I leaned over to see the well-chewed piece of flesh the men had discovered. It was chafed and grazed as if it had been scraped with a wire brush. Chunks of flesh were bitten away deeply enough to reveal the tibia bone. The big toe had been entirely torn off, leaving some of the small neighboring gray bones visible. The four other toes were intact, and complete with toenails. I reached into the box and turned the remains over to see where it had been detached from the upper leg. Surrounding the rounded stump of the bone there was a mop-like mess of ligaments, cartilage and tendon. 'It's a human leg all right,' I said, carefully replacing it in the box. 'And it looks like the dogs made a good meal of it.'

'Uggh!' said Dicky. 'How repulsive.'

I picked up the shoe. Despite being damaged it was an Oxford brogue of unmistakably English origin. It was the expensive handmade sort of shoe that George Kosinski liked, and the leather had a patina that comes when shoes are carefully preserved by servants, as George's shoes were. Such shoes, in such condition, were not commonly to be found in Poland even on the feet of the most affluent. The sock was silk, and although I couldn't decipher all the markings, there was enough to establish that it was English too.
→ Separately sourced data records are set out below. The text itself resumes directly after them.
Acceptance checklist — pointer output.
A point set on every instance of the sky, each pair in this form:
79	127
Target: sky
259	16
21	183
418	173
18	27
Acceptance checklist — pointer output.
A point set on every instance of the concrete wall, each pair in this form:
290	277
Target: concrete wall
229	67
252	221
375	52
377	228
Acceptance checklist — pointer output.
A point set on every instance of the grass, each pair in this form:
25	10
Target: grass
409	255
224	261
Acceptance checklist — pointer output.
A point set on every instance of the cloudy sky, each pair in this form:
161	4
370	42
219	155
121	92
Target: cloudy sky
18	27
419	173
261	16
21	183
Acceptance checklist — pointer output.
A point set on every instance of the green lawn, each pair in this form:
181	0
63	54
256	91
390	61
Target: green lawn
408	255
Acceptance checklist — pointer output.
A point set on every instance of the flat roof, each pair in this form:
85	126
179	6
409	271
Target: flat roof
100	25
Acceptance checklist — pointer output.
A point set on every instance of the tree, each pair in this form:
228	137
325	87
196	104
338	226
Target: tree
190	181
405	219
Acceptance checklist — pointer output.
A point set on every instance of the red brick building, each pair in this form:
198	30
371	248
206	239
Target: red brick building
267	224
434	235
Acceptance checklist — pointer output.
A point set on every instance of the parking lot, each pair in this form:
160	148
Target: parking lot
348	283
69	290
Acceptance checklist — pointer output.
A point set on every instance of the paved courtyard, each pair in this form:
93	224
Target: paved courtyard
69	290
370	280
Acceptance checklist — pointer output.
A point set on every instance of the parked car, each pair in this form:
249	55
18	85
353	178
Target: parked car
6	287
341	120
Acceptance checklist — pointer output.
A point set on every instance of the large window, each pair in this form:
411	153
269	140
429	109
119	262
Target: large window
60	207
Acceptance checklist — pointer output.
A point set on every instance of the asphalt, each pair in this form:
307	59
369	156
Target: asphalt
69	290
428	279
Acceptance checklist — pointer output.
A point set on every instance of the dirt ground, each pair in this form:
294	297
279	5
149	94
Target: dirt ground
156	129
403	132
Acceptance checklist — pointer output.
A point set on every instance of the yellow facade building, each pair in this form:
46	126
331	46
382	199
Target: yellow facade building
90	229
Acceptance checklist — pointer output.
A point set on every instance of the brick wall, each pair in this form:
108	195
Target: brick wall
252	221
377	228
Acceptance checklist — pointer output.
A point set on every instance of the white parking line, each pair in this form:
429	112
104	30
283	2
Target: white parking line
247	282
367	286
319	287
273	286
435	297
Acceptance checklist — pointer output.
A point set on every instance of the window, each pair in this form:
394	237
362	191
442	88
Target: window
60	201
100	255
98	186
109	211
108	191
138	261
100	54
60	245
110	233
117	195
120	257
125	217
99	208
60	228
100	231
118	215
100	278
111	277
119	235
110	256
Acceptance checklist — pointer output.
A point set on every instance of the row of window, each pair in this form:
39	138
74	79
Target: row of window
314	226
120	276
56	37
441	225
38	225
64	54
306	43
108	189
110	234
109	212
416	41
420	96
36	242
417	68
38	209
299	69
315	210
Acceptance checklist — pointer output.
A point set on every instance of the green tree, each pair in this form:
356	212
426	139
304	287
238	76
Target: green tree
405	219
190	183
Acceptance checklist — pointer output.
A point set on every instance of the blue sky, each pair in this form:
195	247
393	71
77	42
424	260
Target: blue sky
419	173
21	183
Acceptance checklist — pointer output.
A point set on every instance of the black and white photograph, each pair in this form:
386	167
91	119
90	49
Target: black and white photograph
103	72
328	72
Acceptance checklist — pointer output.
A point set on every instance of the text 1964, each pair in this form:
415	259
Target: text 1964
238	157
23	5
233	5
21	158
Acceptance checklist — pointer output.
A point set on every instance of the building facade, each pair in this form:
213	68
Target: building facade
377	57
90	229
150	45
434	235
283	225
'George Kosinski?' said Dicky.

'It looks like it,' I said as I leaned over to estimate the size of the shoe against the foot.

'You don't seem very surprised.'

'What do you want me to do . . . ? No. In fact, someone in Warsaw told me he had been killed.'

'In Warsaw? Why don't you bloody well confide in me?' said Dicky in exasperation.

'You don't want me to repeat every last stupid unlikely rumor I hear, do you?'

'How did you know?' Dicky turned to glance at the men. 'That these buggers still had it, I mean. They told me the police had collected it.'

'The police?' I said. 'You think the police would have come out here, parceled up a bloodstained section of cadaver, said thank-you, and then gone quietly back to the barracks to think about it? In this part of the world, Dicky, the cops come complete with armored cars and assault weapons. Fresh human remains dug up out here in the sticks would have had them interrogating everyone in the house. We would have been paraded in our nightclothes in the courtyard, while search and arrest teams tore up the floorboards and kicked shit out of the servants.'

'Yes, yes, yes, you're right.'

'That's why no one sends for the bastards. That's why I knew they were still thinking about what to do with this.' I tossed the shoe and the sock into the box with the severed leg, and then put the lid on it. I looked round and found the diggers looking at me.

'Where did you dig it from?' I asked them.

'That's the problem,' said Blackbeard. 'The dogs had it here, under the beech tree. It could have come from anywhere. It could have come from miles away.'

'So why are you digging here?'

'The ground was disturbed. Shall we stop digging?'

I wasn't going to fall for that one. 'No, keep digging. We'll keep it to ourselves,' I suggested. 'Tell no one. When Mr. Stefan returns he'll know what to do.'

This wait-and-see solution appealed to the men. They nodded and Blackbeard picked up the wooden box and placed it further back in the darkness of the forest.

'Are you jogging back for lunch?' I asked Dicky.

'Can't you see I've hurt my back?'

'We'll walk then,' I said. 'I'll show you the ruins of the generator house and traces of what must be the German fortified lines from the Tannenberg battle in 1914.'

'Tannenberg?' said Dicky doubtfully.